A clearer match to Zagreus, though, and a person who was much closer to Lewis than Crowley, is Ezra Pound. Pound, like Zagreus, was a charming bigger-than-life eccentric in bohemian circles whose tireless literary and editorial efforts made him an extremely connected and influential figure. Like Zagreus, Pound also sought out and mentored younger literary apprentices. One such "disciple" was Ernest Hemingway, who writes of Pound's significant influence on him as a writer in Hemingway's own memoir of his bohemian days in Paris,
A Moveable Feast.
"To tell you the truth, Hem," Ezra said, "I've never read the Rooshians."

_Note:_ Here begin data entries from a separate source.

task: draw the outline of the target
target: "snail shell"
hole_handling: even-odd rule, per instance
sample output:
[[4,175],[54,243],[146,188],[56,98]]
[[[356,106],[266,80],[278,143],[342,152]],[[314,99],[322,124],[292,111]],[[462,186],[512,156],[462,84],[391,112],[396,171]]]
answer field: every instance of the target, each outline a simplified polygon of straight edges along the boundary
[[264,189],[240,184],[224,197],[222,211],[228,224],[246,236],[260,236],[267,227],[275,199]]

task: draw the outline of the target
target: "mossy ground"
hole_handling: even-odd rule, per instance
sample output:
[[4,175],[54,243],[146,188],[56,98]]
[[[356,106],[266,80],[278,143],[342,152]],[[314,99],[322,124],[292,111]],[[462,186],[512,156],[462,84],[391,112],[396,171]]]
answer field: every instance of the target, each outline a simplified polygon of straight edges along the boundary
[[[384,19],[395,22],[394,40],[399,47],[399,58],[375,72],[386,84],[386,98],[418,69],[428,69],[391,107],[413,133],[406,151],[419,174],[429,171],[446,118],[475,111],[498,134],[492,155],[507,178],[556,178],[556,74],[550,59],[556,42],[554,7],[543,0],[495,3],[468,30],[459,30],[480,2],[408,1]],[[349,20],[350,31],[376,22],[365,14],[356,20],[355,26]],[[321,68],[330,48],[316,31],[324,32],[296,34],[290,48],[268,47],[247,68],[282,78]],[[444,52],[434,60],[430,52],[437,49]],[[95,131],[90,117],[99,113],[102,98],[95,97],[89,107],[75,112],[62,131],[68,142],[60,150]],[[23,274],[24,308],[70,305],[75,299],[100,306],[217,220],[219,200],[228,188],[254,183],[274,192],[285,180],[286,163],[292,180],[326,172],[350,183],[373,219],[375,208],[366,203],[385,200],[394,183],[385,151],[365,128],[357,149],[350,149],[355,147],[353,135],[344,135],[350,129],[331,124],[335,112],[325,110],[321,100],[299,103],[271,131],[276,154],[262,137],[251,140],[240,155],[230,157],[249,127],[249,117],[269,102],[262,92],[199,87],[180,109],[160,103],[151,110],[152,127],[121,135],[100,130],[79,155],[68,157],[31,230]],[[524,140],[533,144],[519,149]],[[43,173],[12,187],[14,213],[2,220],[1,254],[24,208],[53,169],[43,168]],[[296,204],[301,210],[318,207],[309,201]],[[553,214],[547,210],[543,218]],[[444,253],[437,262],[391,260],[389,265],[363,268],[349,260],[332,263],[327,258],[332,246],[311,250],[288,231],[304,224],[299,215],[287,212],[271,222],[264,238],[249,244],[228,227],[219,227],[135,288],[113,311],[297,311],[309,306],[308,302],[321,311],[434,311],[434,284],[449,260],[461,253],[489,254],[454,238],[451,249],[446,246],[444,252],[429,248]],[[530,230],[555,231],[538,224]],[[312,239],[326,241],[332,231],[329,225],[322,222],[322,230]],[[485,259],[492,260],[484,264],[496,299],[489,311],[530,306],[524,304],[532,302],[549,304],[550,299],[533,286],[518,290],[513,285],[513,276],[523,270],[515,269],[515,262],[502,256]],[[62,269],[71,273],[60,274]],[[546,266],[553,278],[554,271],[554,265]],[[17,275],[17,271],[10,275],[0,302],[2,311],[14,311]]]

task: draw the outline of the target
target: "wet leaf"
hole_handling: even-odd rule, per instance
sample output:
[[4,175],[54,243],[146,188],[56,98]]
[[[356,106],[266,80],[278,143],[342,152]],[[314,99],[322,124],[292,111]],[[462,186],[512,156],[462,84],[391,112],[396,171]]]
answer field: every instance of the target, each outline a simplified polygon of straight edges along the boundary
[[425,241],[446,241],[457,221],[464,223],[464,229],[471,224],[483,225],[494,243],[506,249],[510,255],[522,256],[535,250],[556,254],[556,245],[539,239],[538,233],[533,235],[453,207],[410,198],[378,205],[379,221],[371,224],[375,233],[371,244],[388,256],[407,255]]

It was a straight answer and Ezra had never given me any other kind verbally, but I felt very bad because here was the man I liked and trusted the most as a critic then, the man who believed in the mot juste - the one and only correct word to use - the man who had taught me to distrust adjectives as I would later learn to distrust certain people in certain situations; and I wanted his opinion on a man who almost never used the mot juste and yet had made his people come alive at times, as almost no one else did.
"Keep to the French," Ezra said. "You've plenty to learn there."
"I know it," I said. "I've plenty to learn everywhere."
It is extremely doubtful that Hemingway had even a bit of the fawning dependence on Pound that Zagreus inspired and expected of his young acolytes in
The Apes of God, but it could be that this, although exaggerated in his novel, was how this relationship between writers appeared to Lewis.
A deeper connection of Ezra Pound to Horace Zagreus, however, gets to the very heart of the weirdness and goes some of the way to explain why "the freemasonry of the arts" is
in fact a form of Freemasonry.
In Pound's 1922
calendar of the new era, published anonymously in
The Little Review literary magazine, "Horus" and "Zagreus" are featured prominently. In the calendar, the year was said to have turned upon Horus, and Zagreus -- the form of the god Dionysus worshiped in the Eleusinian Mysteries -- is also the name of the Feast at
the end of the calendar year, October 30th, which is also Pound's birthday. Zagreus is Pound and Pound is Zagreus.
Lewis may have known of the importance Pound placed in these gods -- as Crowley did also -- and there is a good chance that he was also aware of the utmost reverence and aspiration Pound had for a renewed Eleusis. And the link between Lewis' own work and Eleusis may be stronger still.